NOTES TO CONSOLIDATED FINANCIAL STATEMENTS—(Continued)
Derivative Financial Instruments
Derivative instruments and hedging activities are recognized as assets or liabilities in the statement of financial position and these
instruments are measured at fair value.
In order to manage VMware’s exposure to foreign currency fluctuations, VMware enters into foreign currency contracts to hedge a portion
of VMware’s net outstanding monetary asset and liability positions. The Company does not enter into speculative foreign exchange contracts for
trading purposes. As of December 31, 2009, VMware had outstanding forward contracts with a total notional amount of $130.7 million. These
derivative instruments are adjusted to fair value through other income (expense), net in the consolidated statements of income. The fair value of
the outstanding derivative instruments was immaterial as of December 31, 2009. See Note C to the consolidated financial statements for further
information.
Business Acquisitions
For business acquisitions, the Company recognizes the identifiable assets acquired, the liabilities assumed, and any noncontrolling interests
in an acquiree, which are measured based on the acquisition date fair value. Goodwill is measured as the excess of consideration transferred, the
fair value of any non-controlling interest, and the fair value of previously held equity interest over the net amounts of the identifiable assets
acquired and the liabilities assumed at the acquisition date.
The Company uses significant estimates and assumptions, including fair value estimates, as of the business combination date and refines
those estimates that are provisional, as necessary, during the measurement period. The measurement period is the period after the acquisition
date, not to exceed one year, in which the Company may gather new information about facts and circumstances that existed as of the acquisition
date to adjust the provisional amounts recognized. Measurement period adjustments are applied retrospectively. All other adjustments are
recorded to the consolidated statements of income.

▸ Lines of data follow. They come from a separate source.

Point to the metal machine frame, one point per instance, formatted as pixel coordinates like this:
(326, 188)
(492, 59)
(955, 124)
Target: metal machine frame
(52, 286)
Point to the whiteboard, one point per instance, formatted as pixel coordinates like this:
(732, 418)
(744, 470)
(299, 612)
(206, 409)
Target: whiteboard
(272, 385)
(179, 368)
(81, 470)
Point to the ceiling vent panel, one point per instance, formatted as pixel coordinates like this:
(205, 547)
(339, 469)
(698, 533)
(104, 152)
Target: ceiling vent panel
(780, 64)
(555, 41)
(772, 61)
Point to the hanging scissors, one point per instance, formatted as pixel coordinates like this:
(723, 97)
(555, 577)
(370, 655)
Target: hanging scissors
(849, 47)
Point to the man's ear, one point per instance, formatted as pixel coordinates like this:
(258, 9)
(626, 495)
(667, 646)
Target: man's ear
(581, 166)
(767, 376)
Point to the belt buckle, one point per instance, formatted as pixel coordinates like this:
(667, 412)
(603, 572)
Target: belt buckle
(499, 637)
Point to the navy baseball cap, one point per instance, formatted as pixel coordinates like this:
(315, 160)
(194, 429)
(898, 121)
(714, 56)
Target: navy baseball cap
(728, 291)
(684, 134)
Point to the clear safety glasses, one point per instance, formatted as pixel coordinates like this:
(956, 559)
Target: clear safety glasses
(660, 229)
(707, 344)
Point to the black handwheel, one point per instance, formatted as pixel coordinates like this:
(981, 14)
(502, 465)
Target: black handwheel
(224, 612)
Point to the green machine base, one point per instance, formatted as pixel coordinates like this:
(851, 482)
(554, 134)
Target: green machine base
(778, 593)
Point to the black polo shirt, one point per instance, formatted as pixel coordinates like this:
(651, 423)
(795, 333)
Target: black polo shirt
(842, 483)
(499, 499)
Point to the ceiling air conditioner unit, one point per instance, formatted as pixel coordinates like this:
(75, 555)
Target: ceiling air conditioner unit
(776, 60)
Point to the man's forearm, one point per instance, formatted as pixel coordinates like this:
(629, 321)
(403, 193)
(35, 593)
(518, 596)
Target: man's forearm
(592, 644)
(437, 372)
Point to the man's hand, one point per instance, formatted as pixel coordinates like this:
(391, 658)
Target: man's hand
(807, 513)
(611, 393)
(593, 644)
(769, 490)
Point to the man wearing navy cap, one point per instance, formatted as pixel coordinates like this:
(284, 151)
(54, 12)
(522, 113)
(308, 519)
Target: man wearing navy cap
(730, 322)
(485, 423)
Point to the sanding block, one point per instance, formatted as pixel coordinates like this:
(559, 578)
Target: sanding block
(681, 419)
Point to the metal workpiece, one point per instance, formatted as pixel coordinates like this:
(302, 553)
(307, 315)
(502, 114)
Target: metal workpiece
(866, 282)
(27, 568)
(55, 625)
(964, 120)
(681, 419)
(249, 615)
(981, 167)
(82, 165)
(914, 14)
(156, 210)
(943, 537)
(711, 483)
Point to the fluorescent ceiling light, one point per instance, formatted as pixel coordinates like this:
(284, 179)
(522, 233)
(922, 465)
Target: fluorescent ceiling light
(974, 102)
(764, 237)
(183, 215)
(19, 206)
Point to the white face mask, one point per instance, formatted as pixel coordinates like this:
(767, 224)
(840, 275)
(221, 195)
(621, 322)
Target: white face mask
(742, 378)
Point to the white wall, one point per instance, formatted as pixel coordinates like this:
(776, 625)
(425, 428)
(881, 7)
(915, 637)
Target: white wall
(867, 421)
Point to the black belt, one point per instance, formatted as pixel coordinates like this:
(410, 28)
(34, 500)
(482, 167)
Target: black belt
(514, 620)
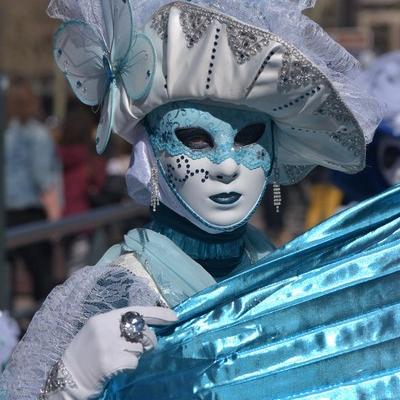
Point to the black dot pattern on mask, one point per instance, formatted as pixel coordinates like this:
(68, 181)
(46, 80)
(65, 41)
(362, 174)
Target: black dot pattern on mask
(213, 56)
(261, 70)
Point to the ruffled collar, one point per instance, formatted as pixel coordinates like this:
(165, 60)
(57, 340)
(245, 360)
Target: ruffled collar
(219, 254)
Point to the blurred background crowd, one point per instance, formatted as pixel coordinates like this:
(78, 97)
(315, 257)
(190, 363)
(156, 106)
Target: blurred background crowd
(63, 205)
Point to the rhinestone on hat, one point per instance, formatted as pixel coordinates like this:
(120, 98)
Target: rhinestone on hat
(132, 325)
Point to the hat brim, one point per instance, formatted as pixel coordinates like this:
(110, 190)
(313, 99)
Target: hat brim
(318, 112)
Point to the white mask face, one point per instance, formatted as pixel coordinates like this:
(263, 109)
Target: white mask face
(214, 159)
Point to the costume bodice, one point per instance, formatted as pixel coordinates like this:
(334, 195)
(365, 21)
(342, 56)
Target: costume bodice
(165, 258)
(319, 318)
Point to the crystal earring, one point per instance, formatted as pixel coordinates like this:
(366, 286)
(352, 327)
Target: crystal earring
(277, 194)
(155, 191)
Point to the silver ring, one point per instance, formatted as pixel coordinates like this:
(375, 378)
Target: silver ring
(132, 326)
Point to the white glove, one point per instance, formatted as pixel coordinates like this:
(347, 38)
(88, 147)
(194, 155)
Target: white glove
(99, 351)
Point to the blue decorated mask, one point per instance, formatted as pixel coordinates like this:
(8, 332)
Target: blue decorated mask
(216, 160)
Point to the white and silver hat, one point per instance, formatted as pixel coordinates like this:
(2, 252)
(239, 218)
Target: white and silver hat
(257, 54)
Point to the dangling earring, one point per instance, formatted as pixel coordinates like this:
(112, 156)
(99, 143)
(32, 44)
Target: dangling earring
(155, 191)
(277, 191)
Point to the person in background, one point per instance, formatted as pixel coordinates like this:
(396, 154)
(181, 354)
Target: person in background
(83, 176)
(32, 180)
(83, 173)
(383, 155)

Costs to effect an acquisition are recorded in general and administrative expenses on the consolidated statements of income as the expenses
are incurred.
Advertising
Advertising production costs are expensed as incurred. Advertising expense was $5.0 million, $9.4 million and $2.5 million in the years
ended December 31, 2009, 2008 and 2007, respectively.
Income Taxes
Income taxes as presented herein are calculated on a separate tax return basis, although VMware is included in the consolidated tax return
of EMC. Deferred tax assets and liabilities are recognized for the expected future tax consequences of events that have been included in the
financial statements or tax returns. Deferred tax assets and liabilities are determined based on the difference between the tax basis of assets and
liabilities and their reported amounts using enacted tax rates in effect for the year in which the differences are expected to reverse. Tax credits
are generally recognized as reductions of income tax provisions in the year in which the credits arise. The measurement of deferred tax assets is
reduced by a valuation allowance if, based upon available evidence, it is more likely than not that some or all of the deferred tax assets will not
be realized.
VMware does not provide for a U.S. income tax liability on undistributed earnings of VMware’s foreign subsidiaries. The earnings of non-
U.S. subsidiaries, which reflect full provision for non-U.S. income taxes, are currently indefinitely reinvested in non-U.S. operations or will be
remitted substantially free of additional tax.